Thus you can see by Judge Posners statements in his judgement he rejects both Apples and Motorolas cases on the basis of there arguments being insufficient to produce a triable case, and therefore dismissed both apples case and motorolas as a waste of the courts time.
No where in his judgement does he say that motorola is entitled to use apples ip without royalties or licenses.
Okay. Three points:
1) Apple doesn't care about royalties. They only want their competitors to stop copying them. They've said as much on numerous occasions, in fact. So of course they would not be willing to suggest any kind of monetary value for the damages, under the constraints set by Posner... because the actual damages come from the combined impact of all of the patents originally asserted, and effectively amount to one hundred percent of the revenue from the sales of all Android devices! Posner himself crippled Apple's ability to argue damages, not Apple.

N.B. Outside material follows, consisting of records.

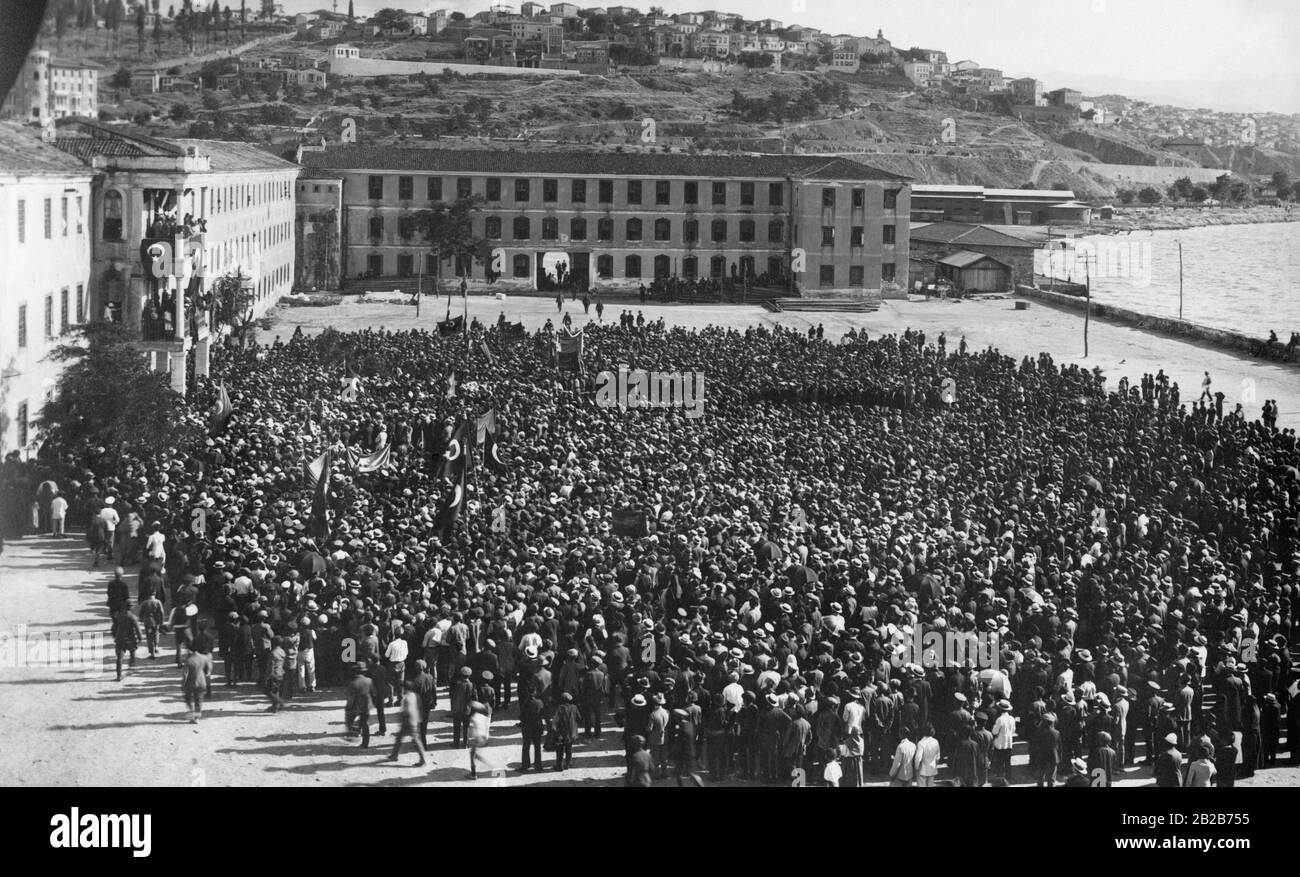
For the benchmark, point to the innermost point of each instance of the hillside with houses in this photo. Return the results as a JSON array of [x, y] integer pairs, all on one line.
[[624, 78]]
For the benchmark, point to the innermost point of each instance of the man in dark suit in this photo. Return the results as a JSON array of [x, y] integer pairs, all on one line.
[[1104, 758], [966, 759], [356, 712], [506, 660], [462, 694], [683, 749], [593, 689], [1045, 751], [640, 767], [380, 691], [533, 728], [1169, 764], [428, 693]]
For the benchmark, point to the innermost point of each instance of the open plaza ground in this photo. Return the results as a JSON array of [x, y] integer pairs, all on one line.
[[79, 726]]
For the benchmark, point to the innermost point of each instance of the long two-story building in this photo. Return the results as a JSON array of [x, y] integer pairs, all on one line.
[[44, 250], [619, 220]]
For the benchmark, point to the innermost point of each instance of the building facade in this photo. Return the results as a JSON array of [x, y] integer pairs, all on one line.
[[44, 248], [50, 88], [620, 220], [170, 217]]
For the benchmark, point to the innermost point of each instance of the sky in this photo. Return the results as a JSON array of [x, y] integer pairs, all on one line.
[[1226, 55]]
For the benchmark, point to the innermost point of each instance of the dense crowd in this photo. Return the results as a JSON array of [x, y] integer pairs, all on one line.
[[1123, 567]]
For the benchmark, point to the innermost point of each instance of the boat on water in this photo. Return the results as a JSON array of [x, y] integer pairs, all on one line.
[[1053, 285]]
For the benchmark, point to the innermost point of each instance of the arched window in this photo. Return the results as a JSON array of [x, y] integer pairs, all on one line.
[[112, 216]]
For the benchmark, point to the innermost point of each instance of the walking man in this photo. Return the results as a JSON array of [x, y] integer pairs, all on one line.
[[411, 712]]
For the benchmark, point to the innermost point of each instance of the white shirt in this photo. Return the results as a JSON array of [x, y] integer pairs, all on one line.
[[927, 756], [733, 695], [1004, 732], [397, 651]]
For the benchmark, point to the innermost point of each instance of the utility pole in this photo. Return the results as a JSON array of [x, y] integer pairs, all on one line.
[[1087, 309], [1179, 279]]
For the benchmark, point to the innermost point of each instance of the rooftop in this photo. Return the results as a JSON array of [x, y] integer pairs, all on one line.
[[596, 163], [965, 259], [22, 152], [966, 234], [85, 139]]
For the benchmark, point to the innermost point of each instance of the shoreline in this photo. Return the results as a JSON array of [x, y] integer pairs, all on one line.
[[1116, 348], [1222, 339], [1170, 218]]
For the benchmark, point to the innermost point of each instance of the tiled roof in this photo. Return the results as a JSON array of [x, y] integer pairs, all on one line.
[[86, 147], [594, 164], [232, 155], [966, 235], [965, 257], [24, 152]]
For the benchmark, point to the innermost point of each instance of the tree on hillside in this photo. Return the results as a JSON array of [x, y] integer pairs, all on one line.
[[229, 304], [389, 20], [447, 229], [1282, 183], [108, 398], [1149, 195]]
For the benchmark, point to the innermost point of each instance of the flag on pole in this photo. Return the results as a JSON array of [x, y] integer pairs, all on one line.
[[455, 459], [221, 412], [453, 500], [313, 469], [485, 424], [631, 521], [320, 500], [371, 463], [570, 350]]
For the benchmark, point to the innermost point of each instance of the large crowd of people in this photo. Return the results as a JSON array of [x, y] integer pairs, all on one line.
[[1125, 563]]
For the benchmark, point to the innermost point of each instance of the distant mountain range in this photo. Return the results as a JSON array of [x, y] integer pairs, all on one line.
[[1257, 95]]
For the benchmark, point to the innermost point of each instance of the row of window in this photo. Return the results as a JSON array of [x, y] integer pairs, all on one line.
[[65, 318], [521, 266], [633, 229], [636, 191], [219, 200], [48, 217]]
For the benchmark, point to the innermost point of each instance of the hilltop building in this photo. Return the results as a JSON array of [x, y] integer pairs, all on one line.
[[620, 220]]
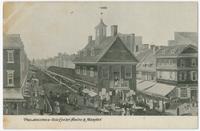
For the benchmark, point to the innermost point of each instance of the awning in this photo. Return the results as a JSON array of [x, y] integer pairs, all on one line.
[[144, 85], [92, 93], [89, 92], [12, 94], [139, 81], [159, 89], [85, 90]]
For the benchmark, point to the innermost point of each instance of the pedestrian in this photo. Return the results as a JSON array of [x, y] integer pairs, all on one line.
[[84, 100], [57, 108], [128, 112], [123, 111], [67, 100]]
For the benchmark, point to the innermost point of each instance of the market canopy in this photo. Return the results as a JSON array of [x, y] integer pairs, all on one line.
[[89, 92], [159, 89], [144, 85], [12, 93]]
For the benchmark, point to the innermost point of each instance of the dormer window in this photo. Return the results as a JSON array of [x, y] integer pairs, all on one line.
[[92, 52], [10, 56], [10, 78], [182, 63], [194, 62]]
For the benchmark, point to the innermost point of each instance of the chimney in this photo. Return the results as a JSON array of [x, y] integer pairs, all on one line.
[[113, 30], [146, 46], [89, 39], [152, 47]]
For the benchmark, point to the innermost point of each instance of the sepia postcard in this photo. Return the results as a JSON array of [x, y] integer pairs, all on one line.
[[100, 65]]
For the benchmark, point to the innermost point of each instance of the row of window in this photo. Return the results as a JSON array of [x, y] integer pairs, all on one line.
[[10, 56], [173, 75], [84, 71], [105, 72], [193, 62], [166, 61], [161, 62], [10, 78], [183, 75]]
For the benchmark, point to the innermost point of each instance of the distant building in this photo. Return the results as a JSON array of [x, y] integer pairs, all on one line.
[[146, 68], [138, 44], [184, 38], [178, 65], [106, 66], [61, 60], [15, 70]]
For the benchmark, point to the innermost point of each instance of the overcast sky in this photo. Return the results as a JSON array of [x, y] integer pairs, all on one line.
[[49, 28]]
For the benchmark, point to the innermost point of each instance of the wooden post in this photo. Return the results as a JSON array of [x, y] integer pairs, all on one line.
[[17, 109]]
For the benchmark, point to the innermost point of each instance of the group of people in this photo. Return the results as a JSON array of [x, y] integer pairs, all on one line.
[[58, 100]]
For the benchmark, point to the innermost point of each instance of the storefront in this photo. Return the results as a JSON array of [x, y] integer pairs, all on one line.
[[13, 101]]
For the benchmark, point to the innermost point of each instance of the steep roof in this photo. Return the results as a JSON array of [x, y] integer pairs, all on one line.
[[12, 41], [101, 24], [174, 50], [100, 50]]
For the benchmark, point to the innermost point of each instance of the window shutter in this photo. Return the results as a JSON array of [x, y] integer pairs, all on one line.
[[178, 92], [188, 92]]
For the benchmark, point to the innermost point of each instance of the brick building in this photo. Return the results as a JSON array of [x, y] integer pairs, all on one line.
[[15, 70], [106, 66], [178, 65]]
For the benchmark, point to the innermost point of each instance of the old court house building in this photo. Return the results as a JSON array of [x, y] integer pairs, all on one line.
[[106, 66], [15, 70]]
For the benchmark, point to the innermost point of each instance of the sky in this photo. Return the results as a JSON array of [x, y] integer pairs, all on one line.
[[49, 28]]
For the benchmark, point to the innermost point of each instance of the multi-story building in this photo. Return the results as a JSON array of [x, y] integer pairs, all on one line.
[[15, 70], [106, 66], [146, 68], [184, 38], [178, 65]]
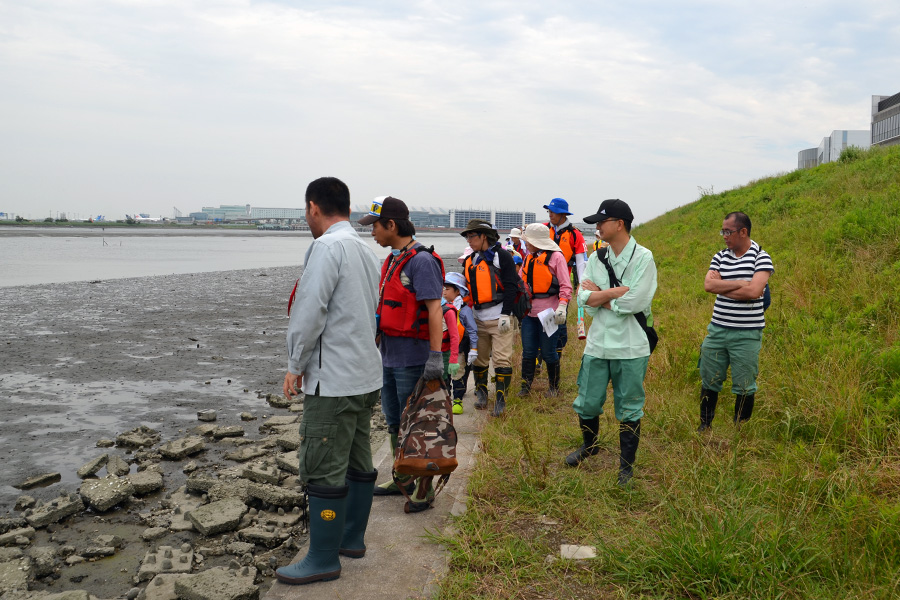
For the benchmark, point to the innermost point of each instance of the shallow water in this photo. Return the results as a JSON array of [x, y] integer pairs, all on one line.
[[31, 256]]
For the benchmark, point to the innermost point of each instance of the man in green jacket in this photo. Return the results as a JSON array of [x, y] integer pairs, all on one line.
[[617, 349]]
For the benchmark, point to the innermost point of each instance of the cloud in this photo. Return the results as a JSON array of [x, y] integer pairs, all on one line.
[[143, 104]]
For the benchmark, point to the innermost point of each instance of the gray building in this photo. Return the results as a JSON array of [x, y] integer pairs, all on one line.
[[885, 120]]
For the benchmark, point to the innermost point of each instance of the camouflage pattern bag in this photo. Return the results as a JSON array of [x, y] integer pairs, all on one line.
[[427, 439]]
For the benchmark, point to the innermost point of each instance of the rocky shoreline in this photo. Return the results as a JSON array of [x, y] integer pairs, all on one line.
[[150, 411]]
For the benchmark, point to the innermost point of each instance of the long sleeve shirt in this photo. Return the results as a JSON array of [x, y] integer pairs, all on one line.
[[558, 267], [614, 332], [331, 332]]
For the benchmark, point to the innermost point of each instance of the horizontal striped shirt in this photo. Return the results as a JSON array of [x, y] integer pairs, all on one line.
[[740, 314]]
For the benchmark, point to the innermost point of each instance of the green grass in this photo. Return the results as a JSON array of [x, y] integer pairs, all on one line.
[[801, 502]]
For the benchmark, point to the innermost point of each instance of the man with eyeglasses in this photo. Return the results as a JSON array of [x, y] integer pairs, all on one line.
[[615, 288], [492, 280], [738, 275]]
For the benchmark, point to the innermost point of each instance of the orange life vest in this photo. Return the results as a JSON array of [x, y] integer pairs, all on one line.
[[537, 274], [445, 340], [399, 313], [483, 279]]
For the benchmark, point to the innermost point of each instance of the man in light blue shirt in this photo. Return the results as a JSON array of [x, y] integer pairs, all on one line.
[[333, 357], [617, 348]]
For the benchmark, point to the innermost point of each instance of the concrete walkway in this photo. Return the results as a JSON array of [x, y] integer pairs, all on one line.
[[400, 562]]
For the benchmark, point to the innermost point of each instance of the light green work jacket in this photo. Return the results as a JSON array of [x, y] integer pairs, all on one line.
[[614, 332]]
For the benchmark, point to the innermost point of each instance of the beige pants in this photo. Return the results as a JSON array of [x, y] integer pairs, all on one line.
[[493, 344]]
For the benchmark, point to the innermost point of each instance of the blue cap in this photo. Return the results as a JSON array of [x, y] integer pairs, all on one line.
[[559, 206]]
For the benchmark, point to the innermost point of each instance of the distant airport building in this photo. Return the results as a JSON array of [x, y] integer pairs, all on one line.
[[830, 148], [886, 120], [501, 220]]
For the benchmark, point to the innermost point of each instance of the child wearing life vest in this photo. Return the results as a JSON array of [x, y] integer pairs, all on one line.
[[546, 272], [455, 291]]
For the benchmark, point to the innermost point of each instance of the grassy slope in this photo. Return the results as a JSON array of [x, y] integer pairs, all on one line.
[[802, 502]]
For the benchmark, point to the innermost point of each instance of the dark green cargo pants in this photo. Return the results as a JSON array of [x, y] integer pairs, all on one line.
[[334, 436]]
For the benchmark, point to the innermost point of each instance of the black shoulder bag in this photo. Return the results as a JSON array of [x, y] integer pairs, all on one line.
[[640, 317]]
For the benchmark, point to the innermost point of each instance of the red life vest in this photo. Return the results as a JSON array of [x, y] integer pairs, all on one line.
[[483, 279], [399, 313], [537, 273], [445, 341]]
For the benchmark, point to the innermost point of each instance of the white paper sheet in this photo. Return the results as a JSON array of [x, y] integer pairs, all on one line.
[[548, 321]]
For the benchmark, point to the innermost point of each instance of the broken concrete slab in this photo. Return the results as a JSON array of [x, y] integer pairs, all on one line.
[[289, 462], [15, 536], [289, 440], [145, 482], [55, 511], [117, 466], [161, 587], [93, 466], [262, 473], [41, 480], [216, 517], [166, 559], [228, 431], [279, 421], [43, 560], [138, 437], [279, 496], [231, 488], [103, 494], [246, 453], [218, 584], [179, 449], [15, 575]]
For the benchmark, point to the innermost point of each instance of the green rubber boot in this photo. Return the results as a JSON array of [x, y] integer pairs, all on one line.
[[327, 515], [359, 505]]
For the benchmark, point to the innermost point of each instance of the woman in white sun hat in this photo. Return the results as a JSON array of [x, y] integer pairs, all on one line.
[[546, 272]]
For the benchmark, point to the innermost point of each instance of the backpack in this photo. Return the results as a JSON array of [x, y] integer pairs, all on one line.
[[427, 439], [640, 317]]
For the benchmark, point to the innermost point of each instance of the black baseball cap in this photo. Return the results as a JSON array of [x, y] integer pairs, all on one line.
[[611, 209], [385, 207]]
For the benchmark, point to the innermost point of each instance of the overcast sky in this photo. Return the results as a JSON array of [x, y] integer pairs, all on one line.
[[114, 107]]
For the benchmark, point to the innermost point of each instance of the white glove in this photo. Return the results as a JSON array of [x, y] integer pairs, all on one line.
[[505, 324], [560, 315]]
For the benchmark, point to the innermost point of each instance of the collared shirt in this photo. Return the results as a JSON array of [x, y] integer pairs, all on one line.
[[331, 332], [614, 332]]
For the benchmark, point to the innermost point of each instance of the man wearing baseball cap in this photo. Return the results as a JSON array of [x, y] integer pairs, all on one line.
[[571, 244], [617, 348], [410, 323], [492, 281]]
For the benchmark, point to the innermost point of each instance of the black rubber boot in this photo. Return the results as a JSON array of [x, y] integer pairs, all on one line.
[[743, 407], [589, 429], [503, 377], [708, 401], [629, 437], [359, 505], [553, 378], [480, 387], [389, 488], [527, 375], [327, 515]]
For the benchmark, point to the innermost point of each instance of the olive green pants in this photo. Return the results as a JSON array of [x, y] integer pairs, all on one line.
[[627, 378], [736, 347], [334, 436]]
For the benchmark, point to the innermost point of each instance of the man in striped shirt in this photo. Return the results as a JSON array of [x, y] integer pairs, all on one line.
[[738, 276]]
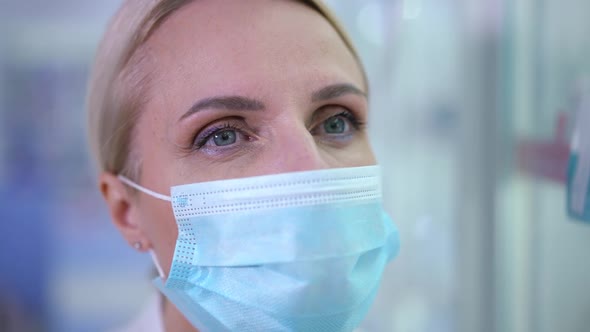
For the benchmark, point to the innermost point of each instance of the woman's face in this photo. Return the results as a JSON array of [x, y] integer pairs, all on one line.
[[244, 88]]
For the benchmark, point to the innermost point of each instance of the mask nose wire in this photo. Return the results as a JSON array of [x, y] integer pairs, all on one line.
[[144, 190]]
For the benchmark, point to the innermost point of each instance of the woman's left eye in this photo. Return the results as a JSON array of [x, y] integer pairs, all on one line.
[[336, 125], [342, 124]]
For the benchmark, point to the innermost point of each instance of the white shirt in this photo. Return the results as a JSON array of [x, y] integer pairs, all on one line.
[[149, 320]]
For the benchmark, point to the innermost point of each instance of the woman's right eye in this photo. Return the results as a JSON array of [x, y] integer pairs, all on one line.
[[220, 136], [224, 137]]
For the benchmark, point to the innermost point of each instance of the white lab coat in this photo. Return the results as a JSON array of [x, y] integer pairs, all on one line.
[[149, 320]]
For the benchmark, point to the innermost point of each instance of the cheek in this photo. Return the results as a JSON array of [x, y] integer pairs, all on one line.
[[358, 153], [161, 230]]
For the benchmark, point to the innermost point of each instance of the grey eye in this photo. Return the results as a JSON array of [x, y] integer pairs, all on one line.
[[335, 125], [225, 137]]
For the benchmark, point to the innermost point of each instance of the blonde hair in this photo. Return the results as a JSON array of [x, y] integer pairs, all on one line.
[[118, 80]]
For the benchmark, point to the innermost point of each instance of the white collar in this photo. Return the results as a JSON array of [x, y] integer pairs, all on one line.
[[150, 318]]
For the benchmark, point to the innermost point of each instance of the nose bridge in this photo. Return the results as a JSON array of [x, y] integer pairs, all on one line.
[[296, 148]]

2) Motorola also doesn't care about royalties, in spite of their statements to the contrary. They also don't care about injunctions; that was all a ruse to obscure their real objectives. They only want Apple to stop suing them. This is an entirely different position from which to argue, and in some respects, it is a position of significantly greater strength. They've already reaped the rewards from their misdeeds, and they only wish to likewise continue to profit from Android devices without having to worry about Apple's patents. By getting the case thrown out of court, they get exactly what they want. (This should be pretty obvious by their response after the ruling.)
3) Lastly, Posner didn't have to rule that Motorola is "entitled" to violate Apple's patents... that is merely the unspoken impact of his having dismissed the case with prejudice. He is basically saying that both kids need to get on their bikes, go home, and leave each other the heck alone... and by extension, Motorola (now Google, come to think of it) can continue to operate exactly as they have been, without fear that Apple will bring up any of the patents at issue in that court ever again. Thus, Apple will be forced to appeal to a higher court.